- Feature Name:
unsafe_reasons
- Start Date: 2024-12-30
- RFC PR: rust-lang/rfcs#0000
- Rust Issue: rust-lang/rust#0000
Summary
Add a way to check at compile time that all unsafe assumptions has been met.
Motivation
Today, unsafe code is clearly separated in Rust, which is a good thing. However, when writing unsafe code, one cannot easily verify they do not forget some assumption that is required for the code to not be undefined behavior. The only way to check assumptions is the documentation of the unsafe functions you call, but while this is always necessary you can still easily forget some condition.
Worse, if a function's preconditions are updated (for example, in a breaking dependency update), your code will still compile, even though it may not meet the new preconditions. And you might get undefined behavior at runtime, which we by all means want to prevent.
Guide-level explanation
When writing unsafe functions, the unsafe
keyword can optionally accept a list of reasons. They are enclosed in parentheses, like the following:
unsafe(reason1, reason2) fn my_unsafe_fn() { /* ... */ }
When calling unsafe functions, you can optionally supply a list of reasons. The list of reasons must match the list on the function's definition. For example, you can call the above function like the following:
unsafe {
my_unsafe_fn().unsafe(reason1, reason2);
}
If you miss a reason, the compiler produces an error:
error[E0000]: unsafe reason `reason2` does not appear in the call
--> src/main.rs:4:5
|
4 | my_unsafe_fn().unsafe(reason1);
| ^^^^^^^^^ provided reasons list
|
= note: missing unsafe reason may mean you forgot to handle a precondition of the function
= note: consult the function's documentation for information on how to avoid undefined behavior
You can continue declaring and calling unsafe functions without reasons. If you have an unsafe function with reasons that you call without reasons, the compiler won't complain (it might lint/error in a future edition).

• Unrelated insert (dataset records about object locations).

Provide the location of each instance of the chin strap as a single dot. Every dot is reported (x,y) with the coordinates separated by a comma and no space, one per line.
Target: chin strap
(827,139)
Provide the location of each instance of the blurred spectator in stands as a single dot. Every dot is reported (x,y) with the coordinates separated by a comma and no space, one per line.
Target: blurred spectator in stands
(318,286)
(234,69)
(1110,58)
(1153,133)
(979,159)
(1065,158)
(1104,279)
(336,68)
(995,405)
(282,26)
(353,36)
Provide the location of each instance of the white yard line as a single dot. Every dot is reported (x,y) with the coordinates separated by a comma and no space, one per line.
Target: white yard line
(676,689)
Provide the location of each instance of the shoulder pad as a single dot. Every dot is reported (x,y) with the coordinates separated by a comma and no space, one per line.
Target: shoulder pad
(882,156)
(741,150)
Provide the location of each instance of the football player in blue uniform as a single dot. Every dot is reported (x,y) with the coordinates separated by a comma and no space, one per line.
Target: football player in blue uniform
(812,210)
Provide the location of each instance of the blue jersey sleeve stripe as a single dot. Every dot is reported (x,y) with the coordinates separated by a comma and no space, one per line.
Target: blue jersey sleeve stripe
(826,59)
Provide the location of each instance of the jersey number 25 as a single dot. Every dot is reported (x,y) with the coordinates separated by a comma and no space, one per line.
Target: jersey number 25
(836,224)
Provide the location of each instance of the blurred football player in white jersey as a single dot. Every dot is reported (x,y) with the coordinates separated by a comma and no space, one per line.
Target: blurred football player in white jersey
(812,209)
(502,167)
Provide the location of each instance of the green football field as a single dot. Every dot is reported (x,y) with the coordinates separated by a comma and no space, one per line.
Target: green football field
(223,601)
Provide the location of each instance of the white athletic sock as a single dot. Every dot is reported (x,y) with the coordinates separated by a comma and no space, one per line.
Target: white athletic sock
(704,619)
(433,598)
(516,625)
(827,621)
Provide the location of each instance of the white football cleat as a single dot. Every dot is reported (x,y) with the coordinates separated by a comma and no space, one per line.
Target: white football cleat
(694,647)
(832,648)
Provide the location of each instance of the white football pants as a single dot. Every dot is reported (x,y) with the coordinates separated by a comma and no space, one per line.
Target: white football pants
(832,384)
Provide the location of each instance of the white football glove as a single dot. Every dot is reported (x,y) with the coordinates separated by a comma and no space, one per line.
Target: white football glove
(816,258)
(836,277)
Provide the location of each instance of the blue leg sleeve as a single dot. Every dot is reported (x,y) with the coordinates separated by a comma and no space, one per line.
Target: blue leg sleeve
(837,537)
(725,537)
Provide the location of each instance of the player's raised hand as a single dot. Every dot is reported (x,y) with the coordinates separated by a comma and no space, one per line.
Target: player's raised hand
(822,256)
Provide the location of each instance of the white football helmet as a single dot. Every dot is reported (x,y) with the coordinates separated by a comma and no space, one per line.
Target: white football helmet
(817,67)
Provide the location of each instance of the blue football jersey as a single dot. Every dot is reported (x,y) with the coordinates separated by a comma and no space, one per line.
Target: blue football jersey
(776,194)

Unsafe reasons are supposed to help you make sure you don't forget any precondition. An unsafe function should include all preconditions it has in its reasons list. For example, the following function:
pub unsafe fn to_bool(v: u8) -> bool {
unsafe { std::mem::transmute(v) }
}
Should be written like the following (of course you can change the reason name):
pub unsafe(v_is_0_or_1) fn to_bool(v: u8) -> bool {
unsafe { std::mem::transmute(v) }
}
Of course, transmute()
has preconditions - and therefore eventually will include reasons - too, so if you want to be more safe you can specify them (imaginary reasons, see unresolved questions):
pub unsafe(v_is_0_or_1) fn to_bool(v: u8) -> bool {
// SAFETY: `u8` doesn't have uninit bytes, and the only invariant of `bool` (besides no uninit)

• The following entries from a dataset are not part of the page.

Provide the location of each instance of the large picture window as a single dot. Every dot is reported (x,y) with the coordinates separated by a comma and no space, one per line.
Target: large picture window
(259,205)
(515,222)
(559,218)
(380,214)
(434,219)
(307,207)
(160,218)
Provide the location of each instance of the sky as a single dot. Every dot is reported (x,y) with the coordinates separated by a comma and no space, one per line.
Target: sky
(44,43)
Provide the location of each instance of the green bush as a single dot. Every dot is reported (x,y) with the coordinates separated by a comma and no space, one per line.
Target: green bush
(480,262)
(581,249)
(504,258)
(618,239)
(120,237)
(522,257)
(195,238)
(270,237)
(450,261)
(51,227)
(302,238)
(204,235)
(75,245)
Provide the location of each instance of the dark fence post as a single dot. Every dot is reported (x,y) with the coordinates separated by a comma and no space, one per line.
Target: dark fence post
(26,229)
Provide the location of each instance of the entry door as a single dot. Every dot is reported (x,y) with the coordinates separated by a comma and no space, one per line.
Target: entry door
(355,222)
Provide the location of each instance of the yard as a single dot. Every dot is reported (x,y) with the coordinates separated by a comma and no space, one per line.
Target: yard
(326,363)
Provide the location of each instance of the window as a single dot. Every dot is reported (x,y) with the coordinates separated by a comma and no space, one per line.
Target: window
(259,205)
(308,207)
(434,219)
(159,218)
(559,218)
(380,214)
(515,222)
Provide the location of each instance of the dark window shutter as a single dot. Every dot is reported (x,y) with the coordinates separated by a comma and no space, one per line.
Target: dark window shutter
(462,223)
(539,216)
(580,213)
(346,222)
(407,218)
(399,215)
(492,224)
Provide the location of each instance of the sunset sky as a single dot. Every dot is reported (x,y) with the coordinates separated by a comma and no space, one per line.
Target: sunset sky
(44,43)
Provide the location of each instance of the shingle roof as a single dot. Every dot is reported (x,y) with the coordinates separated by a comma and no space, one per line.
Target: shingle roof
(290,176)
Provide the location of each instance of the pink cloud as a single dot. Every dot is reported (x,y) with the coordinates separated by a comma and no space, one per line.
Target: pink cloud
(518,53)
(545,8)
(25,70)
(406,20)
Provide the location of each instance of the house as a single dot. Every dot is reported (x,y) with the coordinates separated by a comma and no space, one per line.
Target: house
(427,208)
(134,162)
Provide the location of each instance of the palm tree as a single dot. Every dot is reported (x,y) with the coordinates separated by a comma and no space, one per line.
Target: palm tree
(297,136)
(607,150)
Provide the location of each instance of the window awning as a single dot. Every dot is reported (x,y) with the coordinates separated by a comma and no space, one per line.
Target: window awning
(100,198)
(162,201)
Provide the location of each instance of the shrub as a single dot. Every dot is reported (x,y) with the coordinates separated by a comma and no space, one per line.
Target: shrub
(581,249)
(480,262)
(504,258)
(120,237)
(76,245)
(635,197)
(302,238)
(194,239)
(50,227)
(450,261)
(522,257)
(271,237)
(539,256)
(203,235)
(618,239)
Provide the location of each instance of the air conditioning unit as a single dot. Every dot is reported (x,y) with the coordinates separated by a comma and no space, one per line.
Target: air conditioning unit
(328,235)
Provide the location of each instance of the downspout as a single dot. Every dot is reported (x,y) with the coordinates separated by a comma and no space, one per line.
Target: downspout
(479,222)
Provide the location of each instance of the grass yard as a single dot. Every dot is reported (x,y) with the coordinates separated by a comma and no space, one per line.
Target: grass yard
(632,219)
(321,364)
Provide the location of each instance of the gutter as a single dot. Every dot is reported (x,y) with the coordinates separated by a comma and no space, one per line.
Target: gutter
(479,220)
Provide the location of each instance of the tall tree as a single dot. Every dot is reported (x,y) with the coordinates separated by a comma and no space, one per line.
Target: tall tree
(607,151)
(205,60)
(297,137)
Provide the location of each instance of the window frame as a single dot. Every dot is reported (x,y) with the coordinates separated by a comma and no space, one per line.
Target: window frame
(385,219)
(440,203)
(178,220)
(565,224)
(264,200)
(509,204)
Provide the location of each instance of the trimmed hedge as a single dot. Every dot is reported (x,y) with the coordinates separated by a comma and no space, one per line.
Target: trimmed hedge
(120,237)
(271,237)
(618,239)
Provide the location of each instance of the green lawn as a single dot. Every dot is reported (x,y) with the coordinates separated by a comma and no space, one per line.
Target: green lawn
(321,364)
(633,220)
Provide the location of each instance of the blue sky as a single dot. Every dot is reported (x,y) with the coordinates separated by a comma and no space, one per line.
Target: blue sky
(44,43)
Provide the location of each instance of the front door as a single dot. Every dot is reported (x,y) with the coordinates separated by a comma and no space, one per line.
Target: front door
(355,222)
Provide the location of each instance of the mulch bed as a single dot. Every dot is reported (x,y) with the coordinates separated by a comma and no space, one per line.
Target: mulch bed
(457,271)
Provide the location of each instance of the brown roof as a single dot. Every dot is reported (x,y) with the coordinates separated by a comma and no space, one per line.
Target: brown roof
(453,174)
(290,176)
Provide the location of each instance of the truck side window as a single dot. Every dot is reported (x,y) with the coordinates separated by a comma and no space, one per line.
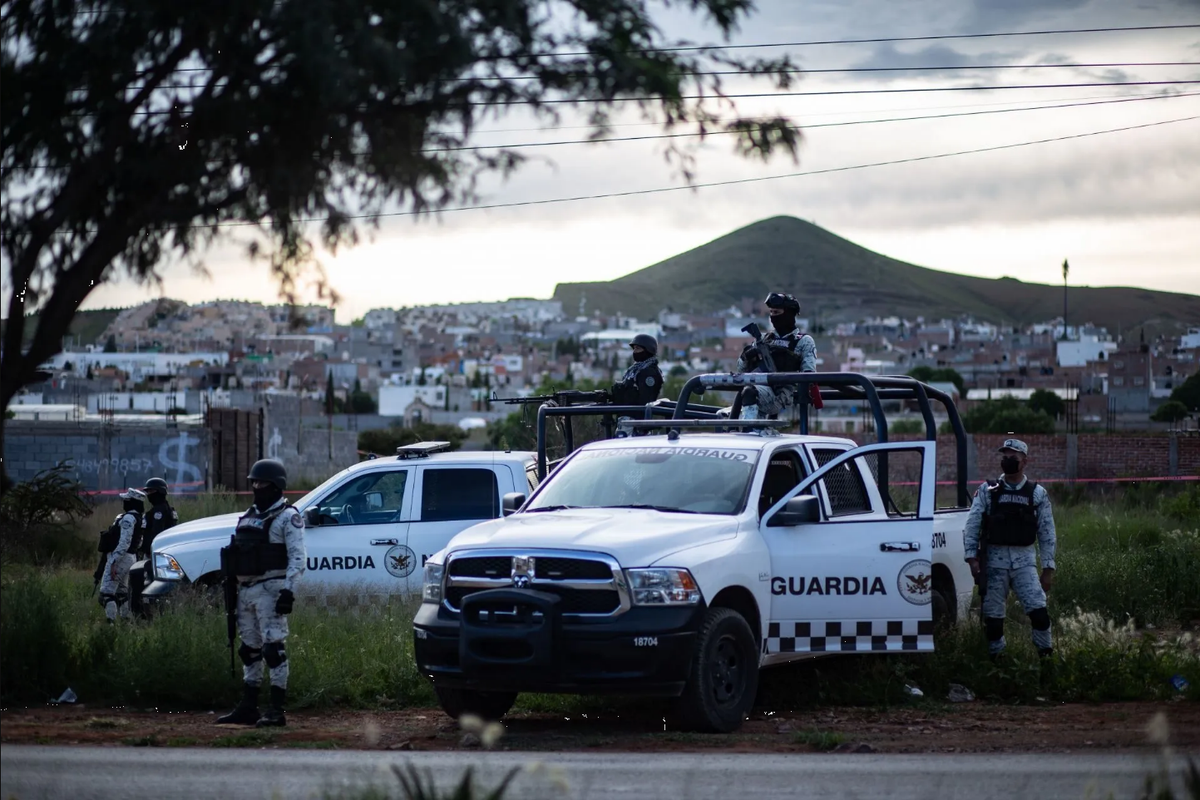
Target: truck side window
(783,474)
(460,494)
(844,485)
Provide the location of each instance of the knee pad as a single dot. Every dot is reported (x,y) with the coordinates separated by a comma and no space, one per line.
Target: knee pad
(1039,618)
(274,654)
(249,655)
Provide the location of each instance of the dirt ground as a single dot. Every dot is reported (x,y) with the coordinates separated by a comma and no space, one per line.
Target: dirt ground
(958,728)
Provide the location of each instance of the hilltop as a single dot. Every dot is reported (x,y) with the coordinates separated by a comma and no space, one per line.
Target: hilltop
(839,280)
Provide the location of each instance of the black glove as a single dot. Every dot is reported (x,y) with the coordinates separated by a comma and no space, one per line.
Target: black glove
(286,601)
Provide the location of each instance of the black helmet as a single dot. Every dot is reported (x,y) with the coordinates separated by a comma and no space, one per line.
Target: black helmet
(646,341)
(271,470)
(785,301)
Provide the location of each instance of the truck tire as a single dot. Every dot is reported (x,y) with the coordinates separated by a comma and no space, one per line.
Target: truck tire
(489,705)
(724,675)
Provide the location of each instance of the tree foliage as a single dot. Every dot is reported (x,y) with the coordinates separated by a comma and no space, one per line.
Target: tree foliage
(1188,392)
(1006,415)
(1170,411)
(133,134)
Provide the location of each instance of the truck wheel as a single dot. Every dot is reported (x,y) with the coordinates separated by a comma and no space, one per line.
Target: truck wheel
(490,705)
(724,674)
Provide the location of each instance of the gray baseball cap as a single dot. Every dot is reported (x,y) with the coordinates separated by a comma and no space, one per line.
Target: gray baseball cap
(1014,444)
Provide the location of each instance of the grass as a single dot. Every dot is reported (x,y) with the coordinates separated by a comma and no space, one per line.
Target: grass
(822,740)
(1125,563)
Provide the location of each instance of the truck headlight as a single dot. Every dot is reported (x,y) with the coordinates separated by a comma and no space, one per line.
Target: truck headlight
(431,593)
(166,567)
(669,587)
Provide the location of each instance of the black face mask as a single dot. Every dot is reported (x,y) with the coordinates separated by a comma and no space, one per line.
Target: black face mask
(267,497)
(784,324)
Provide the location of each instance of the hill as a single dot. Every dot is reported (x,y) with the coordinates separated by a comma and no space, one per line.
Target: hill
(88,325)
(837,278)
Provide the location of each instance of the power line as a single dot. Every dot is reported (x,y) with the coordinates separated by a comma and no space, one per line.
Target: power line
(519,145)
(663,190)
(823,92)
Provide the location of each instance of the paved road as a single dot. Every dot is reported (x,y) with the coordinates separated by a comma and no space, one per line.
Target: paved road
(36,773)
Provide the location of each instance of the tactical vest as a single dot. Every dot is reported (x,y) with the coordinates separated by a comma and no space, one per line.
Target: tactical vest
(1012,516)
(251,547)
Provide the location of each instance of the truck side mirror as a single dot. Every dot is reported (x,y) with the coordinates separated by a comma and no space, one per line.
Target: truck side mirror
(799,510)
(511,501)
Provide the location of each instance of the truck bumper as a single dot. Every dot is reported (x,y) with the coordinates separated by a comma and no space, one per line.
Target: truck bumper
(643,651)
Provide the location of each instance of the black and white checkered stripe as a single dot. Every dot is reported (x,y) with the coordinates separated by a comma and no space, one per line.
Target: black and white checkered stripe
(849,636)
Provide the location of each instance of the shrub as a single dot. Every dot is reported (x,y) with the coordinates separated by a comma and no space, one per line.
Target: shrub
(39,516)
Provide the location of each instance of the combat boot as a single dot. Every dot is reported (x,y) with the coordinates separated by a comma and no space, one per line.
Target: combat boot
(274,715)
(247,709)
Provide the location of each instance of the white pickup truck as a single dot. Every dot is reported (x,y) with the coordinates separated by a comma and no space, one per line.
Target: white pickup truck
(681,564)
(371,527)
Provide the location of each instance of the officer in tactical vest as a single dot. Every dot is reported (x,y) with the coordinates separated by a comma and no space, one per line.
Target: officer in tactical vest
(790,349)
(267,557)
(1007,518)
(160,517)
(120,541)
(642,382)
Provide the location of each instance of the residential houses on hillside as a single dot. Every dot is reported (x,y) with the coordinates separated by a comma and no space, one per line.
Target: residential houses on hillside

// is that it's 0 or 1, which is our precondition.
unsafe { std::mem::transmute(v).unsafe(no_unmatching_uninit, invariants_kept) }
}
For maximal safety, the list of reasons on function declaration should closely match the unsafe function's safety documentation, and the justifications for the reasons on calls should be explained in the // SAFETY
comment.
The compiler provides an optional lint, unsafe_without_reasons
, that will be fired on calls to unsafe functions without reasons provided, if the function has reasons in its declaration. The lint is allow by default (but this may change in an edition).
Reference-level explanation
The syntax of function declarations is extended like the following:
Function :
FunctionQualifiers fn IDENTIFIER GenericParams?
( FunctionParameters? )
FunctionReturnType? WhereClause?
( BlockExpression | ; )
FunctionQualifiers :
const? async? ItemSafety? (extern Abi?)?
ItemSafety :
- safe | unsafe
+ safe | unsafe DeclarationUnsafeReasons?

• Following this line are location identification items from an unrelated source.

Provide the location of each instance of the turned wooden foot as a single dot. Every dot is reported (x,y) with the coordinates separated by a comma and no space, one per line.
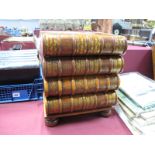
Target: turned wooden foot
(51,122)
(106,113)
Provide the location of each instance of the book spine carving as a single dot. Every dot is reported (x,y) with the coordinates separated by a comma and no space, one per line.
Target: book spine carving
(72,44)
(79,103)
(80,85)
(81,66)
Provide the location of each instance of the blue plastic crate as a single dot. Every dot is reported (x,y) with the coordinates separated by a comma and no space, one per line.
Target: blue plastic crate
(22,92)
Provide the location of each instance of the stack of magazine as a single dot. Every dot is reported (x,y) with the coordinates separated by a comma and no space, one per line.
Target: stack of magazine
(136,98)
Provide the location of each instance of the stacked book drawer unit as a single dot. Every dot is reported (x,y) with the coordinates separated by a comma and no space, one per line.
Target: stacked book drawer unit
(80,73)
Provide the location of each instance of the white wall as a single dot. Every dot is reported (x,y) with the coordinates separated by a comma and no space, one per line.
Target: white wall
(31,24)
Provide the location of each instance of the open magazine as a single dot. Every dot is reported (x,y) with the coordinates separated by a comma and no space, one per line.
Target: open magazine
(140,89)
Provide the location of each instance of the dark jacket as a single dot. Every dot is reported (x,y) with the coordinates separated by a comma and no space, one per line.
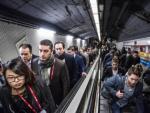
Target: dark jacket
(108,72)
(116,83)
(80,66)
(71,65)
(60,83)
(13,104)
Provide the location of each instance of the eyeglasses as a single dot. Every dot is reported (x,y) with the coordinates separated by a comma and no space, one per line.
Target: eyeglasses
(13,79)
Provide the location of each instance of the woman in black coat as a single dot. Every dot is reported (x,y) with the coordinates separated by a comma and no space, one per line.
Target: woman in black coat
(23,92)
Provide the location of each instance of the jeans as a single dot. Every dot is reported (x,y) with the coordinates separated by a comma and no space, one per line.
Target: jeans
(116,108)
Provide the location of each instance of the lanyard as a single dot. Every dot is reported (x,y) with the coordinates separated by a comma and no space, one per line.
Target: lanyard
(52,72)
(35,98)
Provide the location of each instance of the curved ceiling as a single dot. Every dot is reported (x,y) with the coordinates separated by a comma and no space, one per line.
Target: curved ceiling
(125,19)
(63,16)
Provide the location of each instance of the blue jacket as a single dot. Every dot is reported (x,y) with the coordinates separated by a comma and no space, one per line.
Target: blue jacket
(115,83)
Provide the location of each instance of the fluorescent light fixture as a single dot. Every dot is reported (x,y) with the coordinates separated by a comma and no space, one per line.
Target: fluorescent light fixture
(45,32)
(101,7)
(83,43)
(148,41)
(78,42)
(94,7)
(69,38)
(78,39)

+ DeclarationUnsafeReasons :
+ '(' IDENTIFIER ( , IDENTIFIER )* ')'
Call syntax is extended like the following:
+ CallUnsafeReasons :
+ '.' 'unsafe' '(' IDENTIFIER ( , IDENTIFIER )* ')'
CallExpression :
- Expression ( CallParams? )
+ Expression ( CallParams? ) CallUnsafeReasons?
MethodCallExpression :
- Expression . PathExprSegment ( CallParams? )
+ Expression . PathExprSegment ( CallParams? ) CallUnsafeReasons?
When calling a not-unsafe function, it is an error to provide unsafe reasons.
When calling unsafe functions:
- If the function does not have reasons declared, calling with reasons will cause an error. This is done so adding reasons to an existing function that was without reasons won't be a breaking change.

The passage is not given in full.